There are several limitations of this study. This was an observational study, where the patient groups were not randomized. However, it may be difficult to evaluate the effects on fracture risk of persistence and compliance in a randomized trial, because one cannot randomize patients to being compliant or noncompliant. Unobserved confounders may have biased results in this study. To minimize the potential for bias, the analyses were conducted only within a cohort of bisphosphonate users. Another limitation is that complete information on all risk factors for fracture, such as on the BMD, were not available. Also, the results of this may not be generalizable to other populations of bisphosphonate users. About 25% of the female bisphosphonate users in this study were recent users of oral glucocorticoids, similar to a Dutch study, but considerably higher than a U.S. study.
In conclusion, only 58% of the patients remained treated with bisphosphonates for 1 yr, whereas fracture risks reduced only after 6–12 mo of treatment.
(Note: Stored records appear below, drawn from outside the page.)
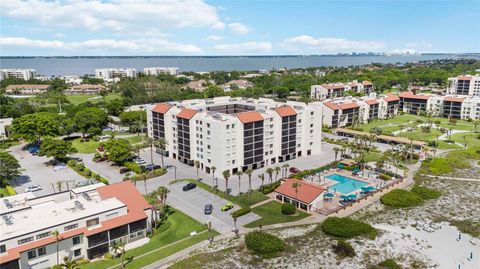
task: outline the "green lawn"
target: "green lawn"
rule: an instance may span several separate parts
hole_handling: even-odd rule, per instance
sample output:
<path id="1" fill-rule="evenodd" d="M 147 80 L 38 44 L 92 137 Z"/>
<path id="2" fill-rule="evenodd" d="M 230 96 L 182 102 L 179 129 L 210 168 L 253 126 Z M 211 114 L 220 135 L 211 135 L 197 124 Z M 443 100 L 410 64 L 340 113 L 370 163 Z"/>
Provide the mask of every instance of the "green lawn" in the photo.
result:
<path id="1" fill-rule="evenodd" d="M 5 188 L 0 188 L 0 196 L 9 196 L 10 194 L 8 194 L 7 192 L 7 189 Z"/>
<path id="2" fill-rule="evenodd" d="M 74 105 L 85 103 L 87 101 L 90 101 L 91 103 L 97 103 L 102 101 L 103 99 L 100 95 L 83 95 L 83 94 L 66 95 L 66 97 L 67 97 L 67 100 Z M 105 100 L 107 102 L 114 99 L 119 99 L 119 98 L 121 98 L 121 96 L 118 93 L 110 93 L 107 96 L 105 96 Z"/>
<path id="3" fill-rule="evenodd" d="M 261 206 L 252 208 L 252 212 L 261 216 L 262 218 L 254 222 L 244 225 L 247 228 L 254 228 L 260 225 L 266 226 L 277 223 L 292 222 L 301 220 L 310 216 L 309 214 L 297 210 L 296 215 L 284 215 L 281 212 L 282 204 L 276 201 L 271 201 L 269 203 L 263 204 Z"/>
<path id="4" fill-rule="evenodd" d="M 0 150 L 6 150 L 10 147 L 20 145 L 20 142 L 18 140 L 4 140 L 0 141 Z"/>
<path id="5" fill-rule="evenodd" d="M 365 154 L 365 156 L 363 156 L 363 158 L 366 163 L 376 162 L 383 158 L 383 154 L 379 152 L 368 152 L 367 154 Z M 359 161 L 360 158 L 356 158 L 356 160 Z"/>
<path id="6" fill-rule="evenodd" d="M 125 139 L 128 142 L 130 142 L 130 144 L 136 144 L 136 143 L 142 142 L 145 137 L 129 136 L 129 137 L 118 137 L 118 138 Z M 78 153 L 84 153 L 84 154 L 95 153 L 100 143 L 101 142 L 94 141 L 93 139 L 90 139 L 90 141 L 88 142 L 80 142 L 80 138 L 72 141 L 72 145 L 77 149 Z"/>
<path id="7" fill-rule="evenodd" d="M 422 140 L 422 141 L 429 141 L 435 140 L 438 136 L 441 136 L 443 133 L 437 129 L 430 128 L 430 132 L 424 133 L 420 128 L 413 130 L 413 131 L 406 131 L 401 132 L 398 136 L 406 137 L 412 140 Z"/>
<path id="8" fill-rule="evenodd" d="M 235 182 L 235 179 L 236 179 L 236 182 Z M 263 193 L 261 193 L 260 191 L 257 191 L 257 190 L 252 191 L 250 194 L 244 193 L 241 196 L 233 196 L 233 195 L 228 195 L 227 196 L 227 195 L 225 195 L 224 191 L 220 191 L 220 190 L 215 191 L 210 185 L 205 184 L 203 182 L 199 182 L 198 180 L 186 179 L 185 181 L 193 182 L 193 183 L 197 184 L 198 187 L 200 187 L 200 188 L 202 188 L 206 191 L 209 191 L 213 194 L 216 194 L 219 197 L 221 197 L 223 199 L 226 199 L 226 200 L 228 200 L 228 201 L 230 201 L 234 204 L 237 204 L 241 207 L 252 206 L 254 204 L 260 203 L 261 201 L 265 201 L 265 200 L 268 199 L 267 196 L 265 196 Z M 238 184 L 238 177 L 230 178 L 229 185 L 230 184 L 235 184 L 235 183 Z"/>
<path id="9" fill-rule="evenodd" d="M 176 210 L 173 208 L 171 208 L 171 210 L 172 210 L 171 215 L 169 215 L 165 223 L 163 223 L 159 227 L 157 233 L 150 238 L 149 243 L 126 252 L 125 257 L 126 258 L 133 257 L 133 260 L 129 262 L 125 266 L 125 268 L 127 269 L 141 268 L 145 265 L 151 264 L 155 261 L 165 258 L 171 254 L 174 254 L 175 252 L 178 252 L 182 249 L 185 249 L 191 245 L 194 245 L 208 238 L 208 232 L 204 232 L 202 234 L 190 237 L 190 233 L 192 231 L 196 231 L 197 233 L 200 233 L 202 231 L 207 230 L 207 227 L 202 223 L 185 215 L 179 210 Z M 175 243 L 167 248 L 150 253 L 146 256 L 135 258 L 139 255 L 145 254 L 153 250 L 157 250 L 161 247 L 164 247 L 168 244 L 172 244 L 174 242 L 177 242 L 185 238 L 188 238 L 188 239 L 182 242 Z M 120 267 L 119 263 L 120 263 L 120 259 L 101 260 L 98 262 L 82 265 L 81 268 L 105 269 L 111 266 Z"/>
<path id="10" fill-rule="evenodd" d="M 468 147 L 473 145 L 480 145 L 480 139 L 478 138 L 479 136 L 480 133 L 458 133 L 453 134 L 451 136 L 451 139 L 462 145 L 466 142 Z"/>
<path id="11" fill-rule="evenodd" d="M 359 125 L 359 127 L 362 128 L 362 130 L 365 132 L 369 132 L 370 129 L 374 127 L 379 127 L 382 129 L 383 132 L 391 133 L 391 132 L 398 131 L 400 129 L 405 128 L 406 126 L 404 125 L 413 124 L 418 118 L 420 117 L 415 115 L 409 115 L 409 114 L 398 115 L 392 119 L 374 120 L 367 124 L 361 124 Z"/>

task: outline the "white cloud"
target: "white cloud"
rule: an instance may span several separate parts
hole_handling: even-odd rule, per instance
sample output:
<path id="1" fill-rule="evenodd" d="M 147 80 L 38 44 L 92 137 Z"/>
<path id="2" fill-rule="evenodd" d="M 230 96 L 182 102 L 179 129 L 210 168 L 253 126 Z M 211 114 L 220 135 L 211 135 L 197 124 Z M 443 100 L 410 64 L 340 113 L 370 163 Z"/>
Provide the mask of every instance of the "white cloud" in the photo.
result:
<path id="1" fill-rule="evenodd" d="M 202 0 L 2 1 L 2 17 L 90 31 L 179 27 L 224 29 L 217 8 Z"/>
<path id="2" fill-rule="evenodd" d="M 296 45 L 306 45 L 311 49 L 323 51 L 376 51 L 385 47 L 385 43 L 382 41 L 357 41 L 334 37 L 313 38 L 309 35 L 290 37 L 285 39 L 284 42 Z"/>
<path id="3" fill-rule="evenodd" d="M 421 41 L 421 42 L 409 42 L 405 44 L 407 48 L 432 48 L 433 45 L 431 43 L 428 43 L 427 41 Z"/>
<path id="4" fill-rule="evenodd" d="M 229 23 L 228 29 L 239 35 L 248 34 L 250 32 L 250 28 L 248 28 L 248 26 L 239 22 Z"/>
<path id="5" fill-rule="evenodd" d="M 207 40 L 212 40 L 212 41 L 219 41 L 223 39 L 223 36 L 218 36 L 218 35 L 209 35 L 206 37 Z"/>
<path id="6" fill-rule="evenodd" d="M 226 52 L 229 54 L 261 54 L 265 52 L 270 52 L 272 49 L 272 44 L 270 42 L 251 41 L 237 44 L 221 44 L 214 46 L 213 48 L 217 51 Z"/>
<path id="7" fill-rule="evenodd" d="M 66 53 L 74 52 L 89 55 L 93 55 L 95 52 L 97 54 L 111 54 L 112 52 L 196 54 L 202 52 L 195 45 L 181 44 L 158 38 L 135 40 L 91 39 L 80 42 L 64 42 L 60 40 L 34 40 L 25 37 L 0 37 L 0 46 L 55 49 L 56 51 L 61 50 Z"/>

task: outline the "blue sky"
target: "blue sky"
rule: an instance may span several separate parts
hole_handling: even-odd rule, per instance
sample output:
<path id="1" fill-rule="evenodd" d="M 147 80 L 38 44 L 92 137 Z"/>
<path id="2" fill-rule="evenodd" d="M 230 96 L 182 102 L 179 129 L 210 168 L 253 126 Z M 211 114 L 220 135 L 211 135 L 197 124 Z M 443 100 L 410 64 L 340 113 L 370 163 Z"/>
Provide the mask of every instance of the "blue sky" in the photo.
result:
<path id="1" fill-rule="evenodd" d="M 480 1 L 5 0 L 2 56 L 480 52 Z"/>

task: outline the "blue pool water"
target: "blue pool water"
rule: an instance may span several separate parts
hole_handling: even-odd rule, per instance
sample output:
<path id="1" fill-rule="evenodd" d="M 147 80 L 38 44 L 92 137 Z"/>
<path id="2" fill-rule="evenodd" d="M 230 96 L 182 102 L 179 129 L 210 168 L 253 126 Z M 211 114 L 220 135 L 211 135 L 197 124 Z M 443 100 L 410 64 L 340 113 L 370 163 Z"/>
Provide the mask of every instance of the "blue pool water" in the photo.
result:
<path id="1" fill-rule="evenodd" d="M 353 178 L 349 178 L 346 176 L 342 176 L 340 174 L 331 174 L 326 176 L 326 178 L 337 181 L 338 183 L 329 187 L 330 190 L 336 190 L 337 192 L 341 192 L 343 194 L 348 194 L 359 190 L 364 186 L 368 186 L 369 184 L 360 180 L 356 180 Z"/>

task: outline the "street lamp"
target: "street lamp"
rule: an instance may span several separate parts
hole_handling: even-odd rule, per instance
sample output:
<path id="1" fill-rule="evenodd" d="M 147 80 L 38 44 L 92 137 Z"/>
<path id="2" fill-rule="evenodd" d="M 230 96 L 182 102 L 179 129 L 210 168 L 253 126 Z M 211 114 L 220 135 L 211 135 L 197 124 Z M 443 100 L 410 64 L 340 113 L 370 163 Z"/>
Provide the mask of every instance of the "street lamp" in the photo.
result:
<path id="1" fill-rule="evenodd" d="M 175 176 L 175 181 L 177 181 L 177 167 L 175 165 L 170 165 L 170 167 L 173 167 L 174 168 L 174 176 Z"/>

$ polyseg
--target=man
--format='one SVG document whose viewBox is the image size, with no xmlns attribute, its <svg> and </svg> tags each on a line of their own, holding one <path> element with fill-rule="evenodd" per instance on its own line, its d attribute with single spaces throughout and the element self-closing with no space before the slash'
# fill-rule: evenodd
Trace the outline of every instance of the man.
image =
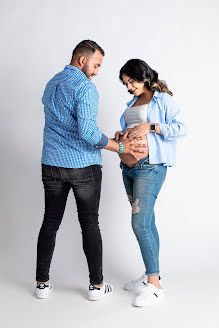
<svg viewBox="0 0 219 328">
<path fill-rule="evenodd" d="M 56 233 L 62 221 L 70 189 L 73 190 L 87 258 L 89 300 L 112 292 L 103 282 L 102 240 L 98 223 L 101 189 L 101 149 L 125 154 L 144 152 L 128 138 L 122 143 L 106 137 L 97 127 L 98 93 L 91 78 L 98 74 L 104 56 L 94 41 L 84 40 L 73 50 L 70 65 L 56 74 L 43 94 L 45 111 L 42 180 L 45 214 L 37 244 L 36 296 L 52 291 L 49 269 Z"/>
</svg>

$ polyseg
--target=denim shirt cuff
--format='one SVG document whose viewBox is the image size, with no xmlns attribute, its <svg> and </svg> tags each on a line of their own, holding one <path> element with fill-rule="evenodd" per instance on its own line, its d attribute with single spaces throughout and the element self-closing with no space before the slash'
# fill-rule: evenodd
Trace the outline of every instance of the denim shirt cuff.
<svg viewBox="0 0 219 328">
<path fill-rule="evenodd" d="M 106 147 L 108 142 L 109 142 L 109 138 L 107 138 L 107 136 L 105 136 L 105 134 L 102 134 L 100 141 L 96 145 L 96 149 L 99 149 L 99 150 L 103 149 L 104 147 Z"/>
</svg>

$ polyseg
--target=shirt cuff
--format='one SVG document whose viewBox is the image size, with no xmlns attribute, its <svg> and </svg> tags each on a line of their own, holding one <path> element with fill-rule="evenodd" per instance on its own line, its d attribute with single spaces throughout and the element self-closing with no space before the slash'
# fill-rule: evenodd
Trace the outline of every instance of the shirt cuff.
<svg viewBox="0 0 219 328">
<path fill-rule="evenodd" d="M 99 149 L 99 150 L 103 149 L 104 147 L 106 147 L 108 142 L 109 142 L 109 138 L 107 138 L 107 136 L 105 136 L 105 134 L 102 134 L 100 141 L 96 145 L 96 149 Z"/>
<path fill-rule="evenodd" d="M 160 132 L 161 132 L 161 137 L 165 138 L 165 133 L 166 133 L 166 123 L 159 123 L 160 127 Z"/>
</svg>

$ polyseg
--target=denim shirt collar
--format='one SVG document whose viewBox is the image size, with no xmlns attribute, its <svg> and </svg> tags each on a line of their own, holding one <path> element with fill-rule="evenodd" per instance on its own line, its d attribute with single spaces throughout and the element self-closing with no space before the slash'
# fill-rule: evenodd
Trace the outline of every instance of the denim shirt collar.
<svg viewBox="0 0 219 328">
<path fill-rule="evenodd" d="M 160 92 L 158 91 L 154 91 L 154 94 L 153 94 L 153 97 L 155 101 L 157 101 L 157 98 L 160 97 Z M 127 102 L 127 106 L 128 107 L 131 107 L 131 105 L 133 105 L 137 100 L 138 100 L 138 96 L 134 96 L 129 102 Z"/>
<path fill-rule="evenodd" d="M 81 77 L 88 79 L 88 77 L 79 69 L 77 68 L 76 66 L 73 66 L 73 65 L 66 65 L 64 70 L 70 70 L 72 72 L 76 72 L 78 75 L 80 75 Z"/>
<path fill-rule="evenodd" d="M 153 94 L 153 98 L 155 102 L 157 102 L 157 98 L 160 97 L 160 92 L 158 91 L 154 91 L 154 94 Z M 126 110 L 124 111 L 124 113 L 122 114 L 121 118 L 120 118 L 120 125 L 122 127 L 122 130 L 125 129 L 126 127 L 126 124 L 125 124 L 125 113 L 126 111 L 138 100 L 138 96 L 135 96 L 132 98 L 132 100 L 130 100 L 128 103 L 127 103 L 127 108 Z"/>
</svg>

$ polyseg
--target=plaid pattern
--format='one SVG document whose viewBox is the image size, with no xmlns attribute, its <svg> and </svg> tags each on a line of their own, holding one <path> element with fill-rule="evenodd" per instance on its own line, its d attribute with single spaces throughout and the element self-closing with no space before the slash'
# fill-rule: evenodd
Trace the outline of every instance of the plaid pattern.
<svg viewBox="0 0 219 328">
<path fill-rule="evenodd" d="M 99 96 L 95 85 L 75 66 L 67 65 L 46 85 L 41 162 L 81 168 L 102 165 L 100 149 L 108 138 L 96 123 Z"/>
</svg>

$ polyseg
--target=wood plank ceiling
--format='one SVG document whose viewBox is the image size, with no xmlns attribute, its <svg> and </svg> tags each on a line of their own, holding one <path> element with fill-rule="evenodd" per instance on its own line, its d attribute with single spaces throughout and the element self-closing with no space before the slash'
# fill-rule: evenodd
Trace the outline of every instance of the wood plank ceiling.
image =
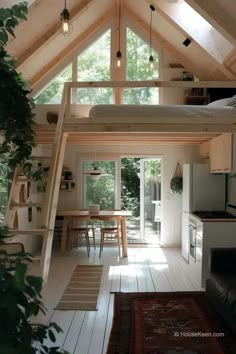
<svg viewBox="0 0 236 354">
<path fill-rule="evenodd" d="M 236 1 L 232 0 L 120 0 L 122 24 L 131 25 L 148 39 L 149 5 L 156 7 L 153 19 L 153 46 L 163 47 L 201 80 L 236 79 Z M 8 1 L 12 4 L 19 1 Z M 18 70 L 34 89 L 45 82 L 45 77 L 61 68 L 76 52 L 81 52 L 99 32 L 114 21 L 118 0 L 69 0 L 74 31 L 63 36 L 58 31 L 60 12 L 64 1 L 32 0 L 28 21 L 16 29 L 8 50 L 17 58 Z M 214 28 L 201 33 L 191 25 L 184 11 L 188 4 Z M 0 0 L 0 6 L 6 1 Z M 196 30 L 197 29 L 197 30 Z M 224 45 L 222 38 L 225 38 Z M 190 37 L 192 43 L 182 42 Z M 201 37 L 204 37 L 203 40 Z M 217 39 L 217 40 L 214 40 Z M 213 42 L 215 43 L 213 45 Z M 217 47 L 218 46 L 218 47 Z M 224 54 L 222 57 L 222 51 Z"/>
</svg>

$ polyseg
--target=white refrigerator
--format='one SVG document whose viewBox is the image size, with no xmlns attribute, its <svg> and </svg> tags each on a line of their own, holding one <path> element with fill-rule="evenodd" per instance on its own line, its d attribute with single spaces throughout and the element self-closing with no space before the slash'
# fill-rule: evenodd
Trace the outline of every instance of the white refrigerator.
<svg viewBox="0 0 236 354">
<path fill-rule="evenodd" d="M 182 256 L 189 261 L 189 213 L 225 210 L 225 174 L 211 174 L 208 164 L 183 165 Z"/>
</svg>

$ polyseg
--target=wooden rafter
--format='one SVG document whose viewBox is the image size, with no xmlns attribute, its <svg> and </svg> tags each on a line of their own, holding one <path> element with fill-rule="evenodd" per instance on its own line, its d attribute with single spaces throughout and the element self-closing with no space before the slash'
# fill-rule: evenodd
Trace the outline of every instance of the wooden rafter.
<svg viewBox="0 0 236 354">
<path fill-rule="evenodd" d="M 96 37 L 99 36 L 106 28 L 109 27 L 110 22 L 107 21 L 107 18 L 112 18 L 114 15 L 114 8 L 108 10 L 103 14 L 96 22 L 94 22 L 92 28 L 88 28 L 80 36 L 78 36 L 72 43 L 70 43 L 66 48 L 64 48 L 60 55 L 55 57 L 50 63 L 44 66 L 31 80 L 30 85 L 34 87 L 39 85 L 43 81 L 44 77 L 47 76 L 56 66 L 61 62 L 68 62 L 68 59 L 73 58 L 75 53 L 79 53 L 84 50 L 89 44 L 91 44 Z"/>
<path fill-rule="evenodd" d="M 78 5 L 76 5 L 70 11 L 71 20 L 75 20 L 80 17 L 84 12 L 86 12 L 94 0 L 82 0 Z M 37 11 L 36 8 L 34 8 Z M 46 44 L 52 42 L 54 38 L 58 36 L 58 23 L 53 24 L 38 40 L 36 40 L 29 48 L 27 48 L 22 55 L 17 59 L 17 67 L 22 65 L 25 61 L 29 60 L 35 53 L 40 51 L 42 47 L 45 47 Z"/>
</svg>

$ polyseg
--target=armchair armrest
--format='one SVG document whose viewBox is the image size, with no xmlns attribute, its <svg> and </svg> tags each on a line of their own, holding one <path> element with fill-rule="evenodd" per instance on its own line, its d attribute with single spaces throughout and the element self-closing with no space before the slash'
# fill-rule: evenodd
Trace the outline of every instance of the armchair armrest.
<svg viewBox="0 0 236 354">
<path fill-rule="evenodd" d="M 236 273 L 236 248 L 212 248 L 209 269 L 212 273 Z"/>
</svg>

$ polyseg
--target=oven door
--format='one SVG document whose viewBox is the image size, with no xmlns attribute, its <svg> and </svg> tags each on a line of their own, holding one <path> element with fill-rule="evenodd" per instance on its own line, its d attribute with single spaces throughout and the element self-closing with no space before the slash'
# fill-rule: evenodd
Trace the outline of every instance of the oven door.
<svg viewBox="0 0 236 354">
<path fill-rule="evenodd" d="M 197 226 L 194 221 L 190 220 L 189 223 L 189 256 L 196 262 L 196 237 Z"/>
</svg>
There was no suggestion of a residual effect after stopping bisphosphonates. There was a 22% lower risk of hip/femur fractures during bisphosphonate current use. Improvement in long-term persistence with bisphosphonate treatment may be important to reduce the impact of osteoporosis-related fractures.
The study was funded by Novartis Pharmaceuticals. The views expressed in this paper are those of the authors and do not reflect the official policy or position of the Medicines and Healthcare products Regulatory Agency, UK.